University of Michigan Professor of Political Science, Jenna Bednar, whose 2008 book, The Robust Federation: Principles of Design (Political Economy of Institutions and Decisions), has just been chosen as the 2019 winner of APSA's Martha Derthick Best Book Award. American Political Science Association's Derthick Award is presented to the author of the "best book published at least ten years ago that has made a lasting contribution to the study of federalism and intergovernmental relations."

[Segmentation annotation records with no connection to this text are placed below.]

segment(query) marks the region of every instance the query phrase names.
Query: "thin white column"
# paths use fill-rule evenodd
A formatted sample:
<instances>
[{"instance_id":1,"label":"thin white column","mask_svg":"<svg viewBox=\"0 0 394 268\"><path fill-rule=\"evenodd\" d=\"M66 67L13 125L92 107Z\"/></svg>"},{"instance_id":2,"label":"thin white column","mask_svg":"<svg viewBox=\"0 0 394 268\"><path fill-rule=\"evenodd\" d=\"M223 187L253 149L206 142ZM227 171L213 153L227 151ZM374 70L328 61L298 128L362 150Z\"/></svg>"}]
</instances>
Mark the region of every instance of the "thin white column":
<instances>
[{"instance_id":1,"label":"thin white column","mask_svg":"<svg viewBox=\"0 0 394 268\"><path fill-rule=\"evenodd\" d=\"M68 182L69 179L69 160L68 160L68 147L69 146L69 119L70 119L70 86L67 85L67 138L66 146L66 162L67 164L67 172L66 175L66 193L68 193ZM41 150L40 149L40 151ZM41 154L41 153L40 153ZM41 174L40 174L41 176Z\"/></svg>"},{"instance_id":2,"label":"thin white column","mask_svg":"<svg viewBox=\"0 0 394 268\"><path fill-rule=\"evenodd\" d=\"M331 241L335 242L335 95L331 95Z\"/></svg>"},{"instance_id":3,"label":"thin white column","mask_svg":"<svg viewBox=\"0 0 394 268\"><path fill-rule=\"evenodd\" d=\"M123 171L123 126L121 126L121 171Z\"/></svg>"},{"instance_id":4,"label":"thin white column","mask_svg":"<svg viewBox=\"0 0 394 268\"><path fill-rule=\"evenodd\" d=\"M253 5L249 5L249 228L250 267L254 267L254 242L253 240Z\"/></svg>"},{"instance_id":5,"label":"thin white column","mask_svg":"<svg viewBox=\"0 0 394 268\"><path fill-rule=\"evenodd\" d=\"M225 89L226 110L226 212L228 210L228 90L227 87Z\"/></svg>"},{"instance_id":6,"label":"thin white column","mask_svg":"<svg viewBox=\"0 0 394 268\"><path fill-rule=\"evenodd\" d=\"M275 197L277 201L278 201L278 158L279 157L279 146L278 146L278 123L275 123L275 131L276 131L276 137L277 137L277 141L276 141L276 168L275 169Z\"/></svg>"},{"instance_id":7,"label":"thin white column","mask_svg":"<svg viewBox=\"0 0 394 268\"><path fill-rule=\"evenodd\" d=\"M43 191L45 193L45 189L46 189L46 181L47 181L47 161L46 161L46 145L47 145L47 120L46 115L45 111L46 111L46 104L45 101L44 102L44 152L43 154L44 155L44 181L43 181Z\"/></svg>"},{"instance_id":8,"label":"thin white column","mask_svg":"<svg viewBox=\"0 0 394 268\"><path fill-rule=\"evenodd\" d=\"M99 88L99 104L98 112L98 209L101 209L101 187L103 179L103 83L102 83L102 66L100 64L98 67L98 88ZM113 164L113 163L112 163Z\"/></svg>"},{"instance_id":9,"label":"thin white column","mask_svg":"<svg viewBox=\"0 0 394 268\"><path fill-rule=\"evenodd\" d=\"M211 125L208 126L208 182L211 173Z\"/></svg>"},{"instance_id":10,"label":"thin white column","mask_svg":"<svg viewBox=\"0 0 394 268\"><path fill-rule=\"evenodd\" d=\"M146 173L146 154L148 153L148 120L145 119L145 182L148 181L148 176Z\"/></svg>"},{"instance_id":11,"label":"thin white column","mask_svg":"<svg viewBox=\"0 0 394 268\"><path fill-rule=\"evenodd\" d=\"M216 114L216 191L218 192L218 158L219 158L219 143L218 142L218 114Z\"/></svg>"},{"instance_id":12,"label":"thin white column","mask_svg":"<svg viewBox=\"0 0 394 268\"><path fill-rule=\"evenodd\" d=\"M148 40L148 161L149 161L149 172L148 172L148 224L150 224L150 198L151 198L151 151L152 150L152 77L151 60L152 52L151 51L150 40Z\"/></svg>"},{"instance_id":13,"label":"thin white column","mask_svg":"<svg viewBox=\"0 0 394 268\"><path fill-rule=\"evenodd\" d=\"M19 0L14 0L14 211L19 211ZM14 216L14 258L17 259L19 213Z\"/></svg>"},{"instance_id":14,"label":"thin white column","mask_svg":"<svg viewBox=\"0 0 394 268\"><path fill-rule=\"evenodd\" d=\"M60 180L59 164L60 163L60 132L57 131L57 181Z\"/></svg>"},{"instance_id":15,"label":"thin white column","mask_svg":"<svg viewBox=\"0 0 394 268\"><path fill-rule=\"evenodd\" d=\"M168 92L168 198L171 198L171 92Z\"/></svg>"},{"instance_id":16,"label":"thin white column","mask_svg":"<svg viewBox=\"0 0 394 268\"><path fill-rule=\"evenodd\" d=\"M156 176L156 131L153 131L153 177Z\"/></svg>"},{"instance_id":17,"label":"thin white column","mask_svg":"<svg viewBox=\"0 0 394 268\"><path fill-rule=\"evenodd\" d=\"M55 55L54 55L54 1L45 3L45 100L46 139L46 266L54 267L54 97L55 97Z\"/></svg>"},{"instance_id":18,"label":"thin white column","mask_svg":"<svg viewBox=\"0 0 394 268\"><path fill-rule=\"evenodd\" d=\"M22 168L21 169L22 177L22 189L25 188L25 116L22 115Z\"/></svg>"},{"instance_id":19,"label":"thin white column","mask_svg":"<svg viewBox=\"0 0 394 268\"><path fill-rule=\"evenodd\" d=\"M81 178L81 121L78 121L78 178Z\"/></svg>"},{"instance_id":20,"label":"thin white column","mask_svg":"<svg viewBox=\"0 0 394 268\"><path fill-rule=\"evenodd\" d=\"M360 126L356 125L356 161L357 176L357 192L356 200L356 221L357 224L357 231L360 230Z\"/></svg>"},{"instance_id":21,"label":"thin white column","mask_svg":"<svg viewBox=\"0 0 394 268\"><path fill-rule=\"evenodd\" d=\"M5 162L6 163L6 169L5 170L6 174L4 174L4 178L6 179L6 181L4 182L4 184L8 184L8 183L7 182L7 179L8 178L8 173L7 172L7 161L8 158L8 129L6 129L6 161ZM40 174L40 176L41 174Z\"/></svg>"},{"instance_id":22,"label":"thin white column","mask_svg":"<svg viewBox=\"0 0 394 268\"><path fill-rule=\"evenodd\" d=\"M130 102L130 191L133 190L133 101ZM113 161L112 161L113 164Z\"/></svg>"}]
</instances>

Here are some of the original blurbs about the book:

"Federalism is increasingly prevalent across the globe as a way for multi-ethnic and multi-regional societies to govern themselves. But what keeps these governments from falling apart, what deters the constituent parts from undermining the whole? Bednar shows how no one institution does the trick, but several - courts, parties, political representation - working together in a complementary and even redundant way can ensure a working federation. Historians, political scientists, legal scholars, and interested policy makers all will learn from this rigorous and thorough work."
- Barry Friedman, School of Law, New York University

"Jenna Bednar synthesizes the best theory and evidence about federal system performance and greatly extends our knowledge. In an era when many problems require large, if not global, scale to solve, Bednar's analysis shows the danger of relying entirely on one scale, the consequent importance of multi-scale systems, and the need for redundancy. She demonstrates that no federal system is robust if it relies on a single remedy against threat. Multiple complementary remedies are required to enable a federal system, or any governance arrangement, to cope with the challenges that strategic individuals and groups are likely to generate."
- Elinor Ostrom, Indiana University

"While a federation may generate great benefits from the cooperation of heterogeneous states, it faces the complex problems of compliance and adaptation. Jenna Bednar has presented us with a deep and wide-ranging analysis of the federal problem, using the analytical tools of political economy to recalibrate Madison's insights into how 'the right combination of institutions could harness self-interest for the common good.' Her theoretical methods will help us understand federal collapse, transformation, or stability, and will change the way we think about the geopolitics of the twenty-first century."